- 1 Introduction
- 2 Epidemiology/ Etiology
- 3 Clinically Relevant Anatomy
- 4 Mechanism of Injury / Pathological Process
- 5 Clinical Presentation
- 6 Outcome Measures
- 7 Differential Diagnosis
- 8 Management / Interventions
- 9 Physiotherapy
- 10 Clinical Guidelines
- 11 Enhancing Healthcare Team Outcomes
- 12 Resources
- 13 Presentations
- 14 References
According to the World Health Organisation, a Stroke is defined as an accident to the brain with "rapidly developing clinical signs of focal or global disturbance to cerebral function, with symptoms lasting 24 hours or longer, or leading to death, with no apparent cause other than of vascular origin and includes cerebral infarction, intracerebral hemorrhage, and subarachnoid hemorrhage".
Acute stroke is also commonly called a cerebrovascular accident which is not a term preferred by most stroke neurologists. Stroke is NOT an accident.

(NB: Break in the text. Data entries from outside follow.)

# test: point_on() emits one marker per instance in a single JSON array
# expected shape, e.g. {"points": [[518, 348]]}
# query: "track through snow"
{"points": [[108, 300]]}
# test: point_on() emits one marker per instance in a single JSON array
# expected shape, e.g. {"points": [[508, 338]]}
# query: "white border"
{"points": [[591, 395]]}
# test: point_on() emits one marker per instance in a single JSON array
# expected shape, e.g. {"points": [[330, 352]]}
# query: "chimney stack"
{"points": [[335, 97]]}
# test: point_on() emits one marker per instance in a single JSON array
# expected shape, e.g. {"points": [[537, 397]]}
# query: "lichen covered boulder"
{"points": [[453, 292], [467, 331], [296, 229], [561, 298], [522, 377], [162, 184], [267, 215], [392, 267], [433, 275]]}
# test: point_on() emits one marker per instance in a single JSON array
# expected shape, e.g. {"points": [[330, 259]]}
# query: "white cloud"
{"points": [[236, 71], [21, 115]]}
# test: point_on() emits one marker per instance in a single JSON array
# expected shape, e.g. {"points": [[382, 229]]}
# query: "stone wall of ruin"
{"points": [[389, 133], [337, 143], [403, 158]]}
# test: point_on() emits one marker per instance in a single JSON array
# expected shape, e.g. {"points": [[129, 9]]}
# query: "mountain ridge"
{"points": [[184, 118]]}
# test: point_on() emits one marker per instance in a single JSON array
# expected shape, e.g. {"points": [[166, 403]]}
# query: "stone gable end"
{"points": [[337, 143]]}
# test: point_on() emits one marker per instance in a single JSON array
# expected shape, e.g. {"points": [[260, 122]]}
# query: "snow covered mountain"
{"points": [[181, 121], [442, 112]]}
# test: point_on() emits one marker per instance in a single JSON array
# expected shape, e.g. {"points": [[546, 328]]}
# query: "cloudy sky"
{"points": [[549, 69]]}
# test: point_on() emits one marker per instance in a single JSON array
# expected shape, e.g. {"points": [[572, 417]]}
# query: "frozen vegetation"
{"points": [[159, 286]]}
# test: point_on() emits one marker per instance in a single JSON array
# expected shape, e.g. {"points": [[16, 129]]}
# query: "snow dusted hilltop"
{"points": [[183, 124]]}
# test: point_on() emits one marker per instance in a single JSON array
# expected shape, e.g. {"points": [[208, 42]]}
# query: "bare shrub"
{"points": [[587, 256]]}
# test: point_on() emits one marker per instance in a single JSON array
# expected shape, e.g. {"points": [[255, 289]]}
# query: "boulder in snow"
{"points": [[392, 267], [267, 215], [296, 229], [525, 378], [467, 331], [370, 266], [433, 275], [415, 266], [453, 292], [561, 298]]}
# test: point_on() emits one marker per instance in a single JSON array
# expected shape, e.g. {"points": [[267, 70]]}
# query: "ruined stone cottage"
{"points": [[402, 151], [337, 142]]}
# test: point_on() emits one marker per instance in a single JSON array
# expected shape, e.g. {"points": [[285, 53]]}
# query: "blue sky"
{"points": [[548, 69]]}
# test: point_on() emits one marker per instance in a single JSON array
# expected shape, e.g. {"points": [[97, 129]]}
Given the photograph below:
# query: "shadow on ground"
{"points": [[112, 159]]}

The better and more meaningful term is "brain attack", similar in significance to "heart attack".
There are two main types of strokes.
- The commoner type is an ischemic stroke, caused by interruption of blood flow to a certain area of the brain. Ischemic stroke accounts for 85% of all acute strokes. According to the TOAST classification, there are four main types of ischemic strokes. These are large vessel atherosclerosis, small vessel diseases (lacunar infarcts), cardioembolic strokes and cryptogenic strokes (see left hand picture on image).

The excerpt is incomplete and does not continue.